As for the other hogwash about illusions,
You are what you are.
At the end, size of a content and upscale while watching matters. Because it is us who are watching it. Not some rule book. I can encode 100x100 pixel with CRF 0 and guess how it is going to look on my HD TV? Can you comprehend this?
Last edited by _Al_; 19th Aug 2020 at 10:40.
Artifacts in an sd encode are much bigger on an hd screen than artifacts in an hd encode on the same screen.
HD still needs more bits of course, and using a fixed crf will of course generate a much higher bitrate for the half encode relative to the sd encode. However, it’s often good to use a lower crf for SD content.
It's common knowledge to use higher CRF Values, as the resolution goes up.
From the official Handbrake Documentation:
Recommended settings for x264 and x265 encoders:
RF 18-22 for 480p/576p Standard Definition
RF 19-23 for 720p High Definition
RF 20-24 for 1080p Full High Definition
RF 22-28 for 2160p 4K Ultra High Definition
Imperfections tend to be more noticeable at larger display sizes and closer viewing distances. This is especially true for lower resolution videos (less than 720p), which are typically scaled or “blown up” to fill your display, magnifying even minor imperfections in quality.

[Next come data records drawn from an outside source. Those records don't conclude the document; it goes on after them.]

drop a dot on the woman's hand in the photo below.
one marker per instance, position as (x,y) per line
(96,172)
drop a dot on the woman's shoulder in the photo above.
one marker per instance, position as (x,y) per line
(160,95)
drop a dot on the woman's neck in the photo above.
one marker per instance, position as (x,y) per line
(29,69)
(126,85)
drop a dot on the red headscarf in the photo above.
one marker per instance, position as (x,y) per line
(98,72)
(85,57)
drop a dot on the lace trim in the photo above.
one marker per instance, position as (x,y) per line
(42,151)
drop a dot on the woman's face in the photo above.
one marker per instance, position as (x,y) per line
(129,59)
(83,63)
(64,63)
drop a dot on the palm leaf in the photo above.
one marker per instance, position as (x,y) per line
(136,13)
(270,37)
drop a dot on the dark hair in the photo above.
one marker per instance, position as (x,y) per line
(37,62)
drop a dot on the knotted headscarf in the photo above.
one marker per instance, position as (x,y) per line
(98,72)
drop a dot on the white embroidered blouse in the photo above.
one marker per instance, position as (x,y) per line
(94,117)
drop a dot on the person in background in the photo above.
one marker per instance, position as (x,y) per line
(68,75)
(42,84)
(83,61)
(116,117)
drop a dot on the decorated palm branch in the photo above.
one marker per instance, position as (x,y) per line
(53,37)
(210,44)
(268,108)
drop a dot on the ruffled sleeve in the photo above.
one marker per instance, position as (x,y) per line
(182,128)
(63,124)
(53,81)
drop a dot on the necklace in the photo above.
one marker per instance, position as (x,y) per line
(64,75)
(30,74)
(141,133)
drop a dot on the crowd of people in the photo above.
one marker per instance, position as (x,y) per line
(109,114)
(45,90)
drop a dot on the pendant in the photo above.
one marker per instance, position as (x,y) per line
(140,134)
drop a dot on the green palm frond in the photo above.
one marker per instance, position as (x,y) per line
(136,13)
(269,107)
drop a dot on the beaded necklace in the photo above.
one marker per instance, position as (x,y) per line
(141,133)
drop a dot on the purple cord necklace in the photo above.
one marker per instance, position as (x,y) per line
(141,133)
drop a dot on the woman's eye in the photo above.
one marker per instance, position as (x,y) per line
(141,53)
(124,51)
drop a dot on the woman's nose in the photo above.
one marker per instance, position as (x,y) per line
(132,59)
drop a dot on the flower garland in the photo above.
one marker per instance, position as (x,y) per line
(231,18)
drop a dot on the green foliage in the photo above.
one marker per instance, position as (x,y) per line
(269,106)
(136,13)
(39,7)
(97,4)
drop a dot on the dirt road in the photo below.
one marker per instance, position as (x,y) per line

You may wish to slightly increase quality (lower CRF) for viewing on larger displays (50 inches / 125 cm diagonal or greater), or where viewing from closer than average distances. Reduced quality may be acceptable for viewing on smaller screens or where storage space is limited, e.g. mobile devices.
You encoded the 4k samples at CRF24, and they looked great. I would never encode a SD source at CRF24. Try downscaling one of your 4k sources to SD and encode at CRF24, then upscale the encode for playback on a 4k display. It's not hard to deduce which encode is going to have more visible encoding artefacts, when viewed at the same resolution.
Well, the original source is 1080HD but as I said due to the limitations of VRAM usage in the program(720p requires 10-11GB of VRAM) it must be halved in resolution(960x540) before interpolation. So the output is SD albeit very good quality SD. I then use AI to upscale to 4K which produces a folder of several TB of tif images, which then is compressed to h.265 where I look for a bitrate similar to that of 4KUHD discs 60-90mbps.
My follow up questions are about the resulting SD files from the DAIN APP. If I set the CRF for DAIN at 14 that gives a higher bitrate SD file. So if I'm looking for best quality, is it reasonable to try and get a bitrate that is half that of the original file, given that it is half the resolution? Did that make sense? Ultimately this about the quality I feed the AI upscale software as that creates(literally) uncompressed 4K data.
Would you care to say why it is a crap? Encoding UHD or SD is not the same, because size does matter.
The meaning of crf values actually depends on what codec you are using (ex: x264), see ffmpeg Video Encoding Guide: https://trac.ffmpeg.org/wiki/Encode/H.264)
I don't know what DAIN APP is or what it outputs.
540p is mod4 (544 would be mod16). 540 to UHD is x4 on Height for AI upscaling.
Given your very specific application, it's probably a good idea to test out what works best for you on a small representative sample of your sources.
I know almost nothing about how video encoding works, but take the use of motion vectors as an example. You have a picture that's spread over 4k's worth of pixels. The picture changes from frame to frame, but isn't it more likely the encoder will find a good match for a block at a higher resolution, because neighbouring blocks are more likely to be different at lower resolutions? Just a thought....
1: A 4k frame, encoded at CRF24 (x264), downscaled to 1080p on playback.
2: The same frame, downscaled to 960x400 and encoded at CRF24 (default settings), then upscaled to 1080p on playback.
3: The same frame, downscaled to 960x400 and encoded at CRF18 (default settings), then upscaled to 1080p on playback.
Notice how the SD CRF24 encode looks pretty average next to the CRF24 UHD source at the same resolution (1080p)?
Notice how the SD CRF18 encode compares far more favourably?
Conclusion.... when upscaling SD to HD or UHD on playback, the encoding quality, or lack thereof, is more noticeable. Therefore, lower resolutions require lower CRF values, while for higher resolutions you can get away with higher CRF values.